A proteomic workflow for discovery of serum carrier protein-bound biomarker candidates of alcohol abuse using LC-MS/MS.

The diagnosis and care of patients with alcohol abuse and dependence is hampered by a lack of sensitive and specific screening and monitoring tests. Proteomics is a good approach to search for biomarkers of alcohol abuse. Serum carrier protein-bound proteins have attracted significant interest because they remain a relatively un-mined region of the proteome. In the present study, a proteomic workflow including LC-MS/MS with enrichment of serum carrier protein-bound biomarkers technique was applied to profile the changes in quality and quantity of serum carrier protein-bound proteins for the discovery of novel biomarker candidates of alcohol abuse. In total, 311 proteins identified with high confidence were discovered to be bound to serum carrier proteins. Complement isoforms, Ig fragments, and apolipoprotein family proteins are the main serum carrier-bound proteins.
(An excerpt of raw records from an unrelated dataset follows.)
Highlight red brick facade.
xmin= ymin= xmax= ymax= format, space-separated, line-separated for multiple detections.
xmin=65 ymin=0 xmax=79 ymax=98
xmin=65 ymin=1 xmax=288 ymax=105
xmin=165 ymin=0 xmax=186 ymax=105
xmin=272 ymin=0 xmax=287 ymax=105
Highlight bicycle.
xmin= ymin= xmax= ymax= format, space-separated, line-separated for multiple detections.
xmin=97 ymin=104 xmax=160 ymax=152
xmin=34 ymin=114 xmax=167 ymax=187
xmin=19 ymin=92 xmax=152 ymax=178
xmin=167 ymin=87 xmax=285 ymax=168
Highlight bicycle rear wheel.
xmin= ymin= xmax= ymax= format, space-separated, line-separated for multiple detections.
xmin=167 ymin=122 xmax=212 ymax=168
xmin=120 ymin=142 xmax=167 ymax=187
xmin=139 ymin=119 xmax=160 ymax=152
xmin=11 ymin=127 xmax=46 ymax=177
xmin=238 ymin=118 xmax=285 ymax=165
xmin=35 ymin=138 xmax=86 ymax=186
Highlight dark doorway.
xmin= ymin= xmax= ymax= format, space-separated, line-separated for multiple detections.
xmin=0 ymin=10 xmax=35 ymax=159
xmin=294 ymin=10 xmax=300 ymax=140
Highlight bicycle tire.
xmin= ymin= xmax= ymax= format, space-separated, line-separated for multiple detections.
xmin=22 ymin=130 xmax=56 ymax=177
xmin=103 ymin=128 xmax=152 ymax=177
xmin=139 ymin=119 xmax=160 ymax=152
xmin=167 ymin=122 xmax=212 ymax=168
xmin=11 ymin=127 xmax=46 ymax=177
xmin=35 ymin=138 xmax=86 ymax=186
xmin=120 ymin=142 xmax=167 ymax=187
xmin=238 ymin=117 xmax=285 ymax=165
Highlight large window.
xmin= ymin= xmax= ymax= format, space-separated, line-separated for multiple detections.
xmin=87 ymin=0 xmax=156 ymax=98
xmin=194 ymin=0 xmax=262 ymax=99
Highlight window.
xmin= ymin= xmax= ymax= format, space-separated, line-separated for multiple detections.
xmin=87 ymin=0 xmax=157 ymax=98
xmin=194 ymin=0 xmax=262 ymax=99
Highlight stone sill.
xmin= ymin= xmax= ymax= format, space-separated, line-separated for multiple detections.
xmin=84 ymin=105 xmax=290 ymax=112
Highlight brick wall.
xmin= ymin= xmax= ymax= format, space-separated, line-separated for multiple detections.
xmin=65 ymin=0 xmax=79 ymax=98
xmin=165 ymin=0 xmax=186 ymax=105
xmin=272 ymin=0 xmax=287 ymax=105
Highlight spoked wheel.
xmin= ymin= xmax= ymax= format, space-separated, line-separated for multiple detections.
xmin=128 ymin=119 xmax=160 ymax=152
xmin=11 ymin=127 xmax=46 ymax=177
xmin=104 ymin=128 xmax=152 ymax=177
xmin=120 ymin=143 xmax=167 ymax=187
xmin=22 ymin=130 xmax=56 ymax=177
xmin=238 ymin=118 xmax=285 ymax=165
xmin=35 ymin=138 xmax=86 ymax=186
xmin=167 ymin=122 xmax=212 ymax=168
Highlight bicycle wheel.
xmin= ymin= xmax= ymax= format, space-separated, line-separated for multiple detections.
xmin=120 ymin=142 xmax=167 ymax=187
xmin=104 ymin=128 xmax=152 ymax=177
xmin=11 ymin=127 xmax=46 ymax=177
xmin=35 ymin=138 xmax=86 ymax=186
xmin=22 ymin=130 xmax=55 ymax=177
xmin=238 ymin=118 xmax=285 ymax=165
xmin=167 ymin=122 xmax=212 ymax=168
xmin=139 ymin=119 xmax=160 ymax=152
Protein quantification analysis with and without concern as to gender revealed that gender is a critical consideration for biomarker development in alcohol abuse. Identified proteins not previously associated with alcohol abuse include gelsolin, selenoprotein P, serotransferrin, tetranectin, hemopexin, histidine-rich glycoprotein, plasma kallikrein, and vitronectin. Altered abundance of these proteins suggests that they may be potential novel biomarkers for alcohol abuse.